# Applied Mathematics/General Fourier Transform

## Fourier Transform

The Fourier transform relates the function's time domain, shown in red, to the function's frequency domain, shown in blue. The component frequencies, spread across the frequency spectrum, are represented as peaks in the frequency domain.

Fourier Transform is to transform the function which has certain kinds of variables, such as time or spatial coordinate, ${\displaystyle f(t)}$ for example, to the function which has variable of frequency.

## Definition

${\displaystyle {\hat {f}}(\xi )=\int _{-\infty }^{\infty }f(t)\ e^{-i2\pi t\xi }\,dt}$...(1)

This integral above is referred to as Fourier integral, while ${\displaystyle {\hat {f}}(\xi )}$ is called Fourier transform of ${\displaystyle f(t)}$. ${\displaystyle t}$ denotes "time". ${\displaystyle \xi }$ denotes "frequency".

On the other hand, Inverse Fourier transform is defined as follows:

${\displaystyle f(t)=\int _{-\infty }^{\infty }{\hat {f}}(\xi )\ e^{i2\pi t\xi }\,d\xi }$ ...(2)
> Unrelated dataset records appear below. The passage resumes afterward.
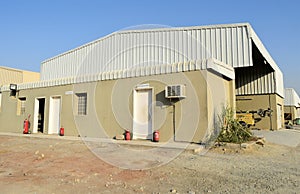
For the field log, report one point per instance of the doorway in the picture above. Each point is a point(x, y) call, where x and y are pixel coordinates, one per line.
point(39, 115)
point(279, 116)
point(54, 115)
point(142, 113)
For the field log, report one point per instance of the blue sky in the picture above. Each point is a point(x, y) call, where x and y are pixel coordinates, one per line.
point(34, 30)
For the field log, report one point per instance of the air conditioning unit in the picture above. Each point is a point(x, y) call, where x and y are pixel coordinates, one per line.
point(175, 91)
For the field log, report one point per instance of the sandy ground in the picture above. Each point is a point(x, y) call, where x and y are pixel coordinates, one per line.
point(43, 165)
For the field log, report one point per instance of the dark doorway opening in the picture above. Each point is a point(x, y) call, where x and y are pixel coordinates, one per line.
point(41, 115)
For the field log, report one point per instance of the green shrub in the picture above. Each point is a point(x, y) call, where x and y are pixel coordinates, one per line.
point(231, 130)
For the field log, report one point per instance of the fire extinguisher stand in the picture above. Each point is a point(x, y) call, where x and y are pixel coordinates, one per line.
point(156, 136)
point(127, 135)
point(62, 131)
point(26, 125)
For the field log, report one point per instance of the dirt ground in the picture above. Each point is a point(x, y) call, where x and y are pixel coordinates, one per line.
point(42, 165)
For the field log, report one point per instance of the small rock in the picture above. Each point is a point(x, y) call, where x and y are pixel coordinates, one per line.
point(198, 150)
point(260, 142)
point(244, 145)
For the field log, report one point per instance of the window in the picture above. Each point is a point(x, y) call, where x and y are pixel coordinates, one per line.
point(81, 103)
point(21, 106)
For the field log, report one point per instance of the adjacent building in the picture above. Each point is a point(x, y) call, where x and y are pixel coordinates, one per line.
point(291, 105)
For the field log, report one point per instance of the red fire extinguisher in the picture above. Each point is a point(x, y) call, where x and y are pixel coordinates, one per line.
point(26, 126)
point(62, 131)
point(127, 135)
point(156, 136)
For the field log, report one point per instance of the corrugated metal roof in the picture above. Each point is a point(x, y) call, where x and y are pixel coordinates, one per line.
point(230, 43)
point(291, 98)
point(213, 64)
point(9, 75)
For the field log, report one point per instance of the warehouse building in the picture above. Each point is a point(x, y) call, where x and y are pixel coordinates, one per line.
point(291, 105)
point(175, 80)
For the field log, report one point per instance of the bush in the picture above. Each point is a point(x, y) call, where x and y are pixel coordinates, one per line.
point(231, 130)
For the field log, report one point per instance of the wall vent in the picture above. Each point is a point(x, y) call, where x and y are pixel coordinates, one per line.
point(175, 91)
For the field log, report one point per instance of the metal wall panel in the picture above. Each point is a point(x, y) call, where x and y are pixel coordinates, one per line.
point(291, 97)
point(230, 44)
point(8, 76)
point(259, 79)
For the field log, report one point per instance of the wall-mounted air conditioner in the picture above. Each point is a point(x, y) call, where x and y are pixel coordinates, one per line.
point(175, 91)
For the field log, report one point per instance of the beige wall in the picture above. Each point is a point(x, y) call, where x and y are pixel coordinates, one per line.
point(255, 102)
point(292, 110)
point(110, 106)
point(11, 122)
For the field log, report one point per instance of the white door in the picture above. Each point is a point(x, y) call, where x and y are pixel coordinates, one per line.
point(54, 115)
point(35, 115)
point(142, 114)
point(279, 116)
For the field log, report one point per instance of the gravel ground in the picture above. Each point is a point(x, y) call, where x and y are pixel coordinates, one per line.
point(40, 165)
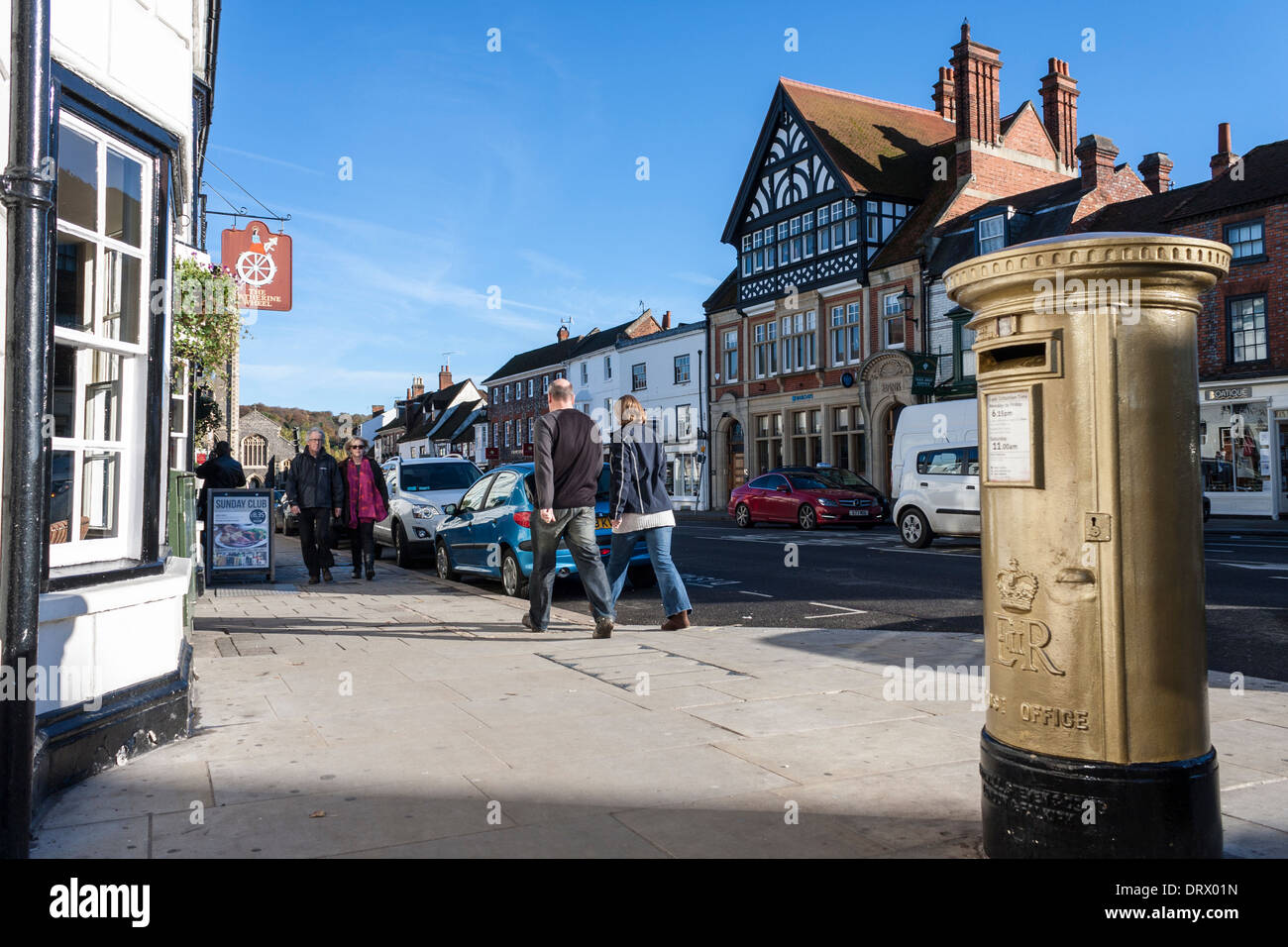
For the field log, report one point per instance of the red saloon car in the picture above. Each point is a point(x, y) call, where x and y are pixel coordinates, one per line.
point(806, 500)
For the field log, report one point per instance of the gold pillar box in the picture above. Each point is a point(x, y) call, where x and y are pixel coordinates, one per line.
point(1091, 501)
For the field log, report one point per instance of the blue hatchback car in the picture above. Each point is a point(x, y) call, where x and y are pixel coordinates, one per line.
point(488, 532)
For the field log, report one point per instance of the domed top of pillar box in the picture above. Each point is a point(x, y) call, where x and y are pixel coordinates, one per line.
point(1172, 272)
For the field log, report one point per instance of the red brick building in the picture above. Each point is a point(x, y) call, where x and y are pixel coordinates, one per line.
point(516, 390)
point(849, 210)
point(1241, 330)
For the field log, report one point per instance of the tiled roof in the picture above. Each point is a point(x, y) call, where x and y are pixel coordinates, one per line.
point(554, 354)
point(880, 147)
point(1265, 178)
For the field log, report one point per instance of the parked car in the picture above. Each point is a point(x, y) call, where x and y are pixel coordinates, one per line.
point(845, 479)
point(419, 487)
point(939, 495)
point(806, 499)
point(488, 532)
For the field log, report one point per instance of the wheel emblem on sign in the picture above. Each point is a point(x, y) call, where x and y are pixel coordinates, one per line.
point(256, 266)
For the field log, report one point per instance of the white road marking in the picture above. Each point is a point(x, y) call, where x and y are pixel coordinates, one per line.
point(833, 615)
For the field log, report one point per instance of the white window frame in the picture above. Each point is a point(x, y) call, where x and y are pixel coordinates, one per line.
point(132, 446)
point(687, 368)
point(765, 350)
point(729, 352)
point(991, 241)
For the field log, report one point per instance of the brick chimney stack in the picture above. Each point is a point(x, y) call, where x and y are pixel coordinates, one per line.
point(1225, 157)
point(945, 94)
point(1155, 170)
point(1096, 155)
point(977, 90)
point(1060, 108)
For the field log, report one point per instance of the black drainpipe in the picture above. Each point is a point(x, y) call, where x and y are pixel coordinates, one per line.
point(27, 196)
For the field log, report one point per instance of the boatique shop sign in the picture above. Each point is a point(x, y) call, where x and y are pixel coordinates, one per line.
point(261, 261)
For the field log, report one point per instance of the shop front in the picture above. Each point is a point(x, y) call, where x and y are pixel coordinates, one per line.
point(1243, 444)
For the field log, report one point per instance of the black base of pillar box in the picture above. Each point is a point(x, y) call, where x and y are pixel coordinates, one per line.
point(1052, 806)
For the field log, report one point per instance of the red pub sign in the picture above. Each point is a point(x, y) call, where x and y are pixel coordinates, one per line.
point(261, 262)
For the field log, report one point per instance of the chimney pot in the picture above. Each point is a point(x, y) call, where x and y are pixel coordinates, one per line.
point(1060, 108)
point(977, 98)
point(1155, 170)
point(1096, 154)
point(1225, 157)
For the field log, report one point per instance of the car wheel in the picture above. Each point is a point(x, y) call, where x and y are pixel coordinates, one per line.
point(511, 577)
point(400, 553)
point(642, 577)
point(914, 530)
point(445, 564)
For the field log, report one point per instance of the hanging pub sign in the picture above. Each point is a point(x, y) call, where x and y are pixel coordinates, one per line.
point(923, 369)
point(240, 534)
point(261, 262)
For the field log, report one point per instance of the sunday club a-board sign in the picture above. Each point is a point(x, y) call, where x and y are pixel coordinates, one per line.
point(262, 263)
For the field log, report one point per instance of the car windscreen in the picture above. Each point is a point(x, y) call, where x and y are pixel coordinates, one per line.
point(845, 478)
point(800, 482)
point(415, 478)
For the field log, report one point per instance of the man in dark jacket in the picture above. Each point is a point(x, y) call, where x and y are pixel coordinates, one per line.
point(568, 457)
point(314, 491)
point(219, 472)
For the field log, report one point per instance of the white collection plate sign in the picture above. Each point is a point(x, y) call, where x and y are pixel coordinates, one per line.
point(1010, 437)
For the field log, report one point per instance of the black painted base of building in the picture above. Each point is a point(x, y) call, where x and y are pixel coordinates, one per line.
point(1037, 805)
point(72, 744)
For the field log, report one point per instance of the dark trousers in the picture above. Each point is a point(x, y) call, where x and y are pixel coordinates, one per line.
point(362, 541)
point(316, 538)
point(578, 528)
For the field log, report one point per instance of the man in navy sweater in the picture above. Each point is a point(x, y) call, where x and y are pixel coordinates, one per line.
point(568, 455)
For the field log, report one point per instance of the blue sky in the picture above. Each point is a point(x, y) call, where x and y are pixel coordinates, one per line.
point(518, 169)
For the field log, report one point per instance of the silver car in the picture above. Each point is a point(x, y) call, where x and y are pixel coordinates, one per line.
point(417, 489)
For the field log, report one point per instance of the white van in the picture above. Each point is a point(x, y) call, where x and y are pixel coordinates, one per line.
point(945, 421)
point(939, 495)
In the textbooks of universities, the Fourier transform is usually introduced with the variable Angular frequency ${\displaystyle \omega }$. In other word, ${\displaystyle \xi \rightarrow \omega =2\pi \xi }$ is substituted to (1) and (2) in the books. In that case, the Fourier transform is written in two different ways.

1.

${\displaystyle {\hat {f}}(\omega )=\int _{-\infty }^{\infty }f(t)e^{-i\omega t}dt}$
${\displaystyle f(t)={\frac {1}{2\pi }}\int _{-\infty }^{\infty }{\hat {f}}(t)e^{i\omega t}d\omega }$

2.

${\displaystyle {\hat {f}}(\omega )={\frac {1}{\sqrt {2\pi }}}\int _{-\infty }^{\infty }f(t)e^{-i\omega t}dt}$
${\displaystyle f(t)={\frac {1}{\sqrt {2\pi }}}\int _{-\infty }^{\infty }{\hat {f}}(t)e^{i\omega t}d\omega }$